Tuesday, 21 July 2015

Mary Gauthier - Trouble & Love



Rating: 5/5

Review:
Another excellent album from Mary Gauthier

This is another very fine album from the great Mary Gauthier. It's been four years since The Foundling and she has come up with another intensely personal album of excellent, autobiographical songs - this time telling the story of a relationship break-up, the consequent emotional damage and the beginnings of recovery.

As you'd expect, these are songs of real quality. They are beautifully crafted with straightforward, singable tunes which form great settings for the personal, emotionally powerful lyrics. Gauthier's admirers (like me) will know what to expect and won't be disappointed; she's doing what she does best here and doing it brilliantly. While perhaps not quite as raw as she was in The Foundling, this is nonetheless an album of pain seeking balm and redemption, which she expresses as few others can. How You Learn To Live Alone, for example is a profound and oddly beautiful evocation of the withdrawal from life which can follow intense emotional hurt and is an outstandingly honest and insightful song. That slightly fractured voice, her acoustic guitar and a brilliant group of musicians and singers bring all these songs to life wonderfully. The arrangement and production are pitch-perfect, making everything shine without ever swamping it.
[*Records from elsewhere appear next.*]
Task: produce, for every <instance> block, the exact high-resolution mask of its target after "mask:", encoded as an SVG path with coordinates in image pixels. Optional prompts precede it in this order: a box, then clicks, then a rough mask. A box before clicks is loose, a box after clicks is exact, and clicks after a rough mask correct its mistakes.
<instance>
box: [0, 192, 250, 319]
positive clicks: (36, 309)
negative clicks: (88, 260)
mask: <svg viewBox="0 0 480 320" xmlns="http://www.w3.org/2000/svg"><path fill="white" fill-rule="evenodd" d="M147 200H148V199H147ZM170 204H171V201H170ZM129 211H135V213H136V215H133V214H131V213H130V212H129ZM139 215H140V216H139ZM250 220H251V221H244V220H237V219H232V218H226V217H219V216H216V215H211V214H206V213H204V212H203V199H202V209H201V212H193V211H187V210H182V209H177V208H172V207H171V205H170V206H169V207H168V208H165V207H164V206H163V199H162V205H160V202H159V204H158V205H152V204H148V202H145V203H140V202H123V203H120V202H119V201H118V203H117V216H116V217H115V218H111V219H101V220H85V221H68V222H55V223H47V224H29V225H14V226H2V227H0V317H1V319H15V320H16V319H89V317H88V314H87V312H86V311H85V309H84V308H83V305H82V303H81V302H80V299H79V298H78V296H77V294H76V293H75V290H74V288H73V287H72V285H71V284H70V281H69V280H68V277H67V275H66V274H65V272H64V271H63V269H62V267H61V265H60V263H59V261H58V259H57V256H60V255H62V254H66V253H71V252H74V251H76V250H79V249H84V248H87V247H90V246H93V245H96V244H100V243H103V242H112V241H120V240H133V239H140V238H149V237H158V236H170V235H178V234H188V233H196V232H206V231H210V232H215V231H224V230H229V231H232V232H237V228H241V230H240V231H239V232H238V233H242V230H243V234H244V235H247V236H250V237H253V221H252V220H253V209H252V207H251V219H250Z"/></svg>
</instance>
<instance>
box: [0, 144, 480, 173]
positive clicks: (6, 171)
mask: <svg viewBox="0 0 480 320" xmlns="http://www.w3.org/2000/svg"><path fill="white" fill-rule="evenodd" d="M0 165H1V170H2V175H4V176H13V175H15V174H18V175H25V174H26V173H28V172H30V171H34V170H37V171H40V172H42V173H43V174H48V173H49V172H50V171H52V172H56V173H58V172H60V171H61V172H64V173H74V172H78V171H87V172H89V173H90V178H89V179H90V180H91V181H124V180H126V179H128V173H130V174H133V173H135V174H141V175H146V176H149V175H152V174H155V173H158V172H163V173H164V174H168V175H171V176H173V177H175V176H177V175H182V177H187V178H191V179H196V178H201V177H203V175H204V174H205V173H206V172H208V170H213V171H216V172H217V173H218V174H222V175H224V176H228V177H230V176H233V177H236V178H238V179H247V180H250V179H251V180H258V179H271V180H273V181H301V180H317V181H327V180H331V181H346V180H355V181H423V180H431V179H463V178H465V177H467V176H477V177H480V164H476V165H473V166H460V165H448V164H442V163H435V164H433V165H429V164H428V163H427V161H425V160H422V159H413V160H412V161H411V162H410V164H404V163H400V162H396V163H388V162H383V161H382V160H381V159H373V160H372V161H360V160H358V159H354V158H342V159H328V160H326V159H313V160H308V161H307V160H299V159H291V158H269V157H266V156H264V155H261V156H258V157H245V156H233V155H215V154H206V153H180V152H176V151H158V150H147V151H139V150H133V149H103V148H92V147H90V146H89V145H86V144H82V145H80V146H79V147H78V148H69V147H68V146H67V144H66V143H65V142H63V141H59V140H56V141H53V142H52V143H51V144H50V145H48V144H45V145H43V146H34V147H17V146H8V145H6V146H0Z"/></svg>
I loved The Foundling even though it wasn't a commercial success. Trouble & Love is a bit more accessible, I think, but it shares a lot of what I loved about The Foundling - thoughtful, sincere and meaningful songs with good tunes and great performances. Here we have just eight songs and a total of about 40 minutes of music. No padding or superfluous material; Mary Gauthier has distilled what she wants to say into this eight-chapter story and it's just brilliant. It has the enduring beauty which comes from being built on noble bones, and I think I will be playing this for many years to come.

There have been excellent albums recently from two other greats of the genre with Eliza Gilkyson's Nocturne Diaries and Kris Delmhorst's Blood Test. If anything, I think this is my favourite of the three, which is really saying something. I recommend this very warmly to anyone who likes an intelligent, listenable song performed by a singer/songwriter who really knows what she's talking about and means what she says. It's truly excellent.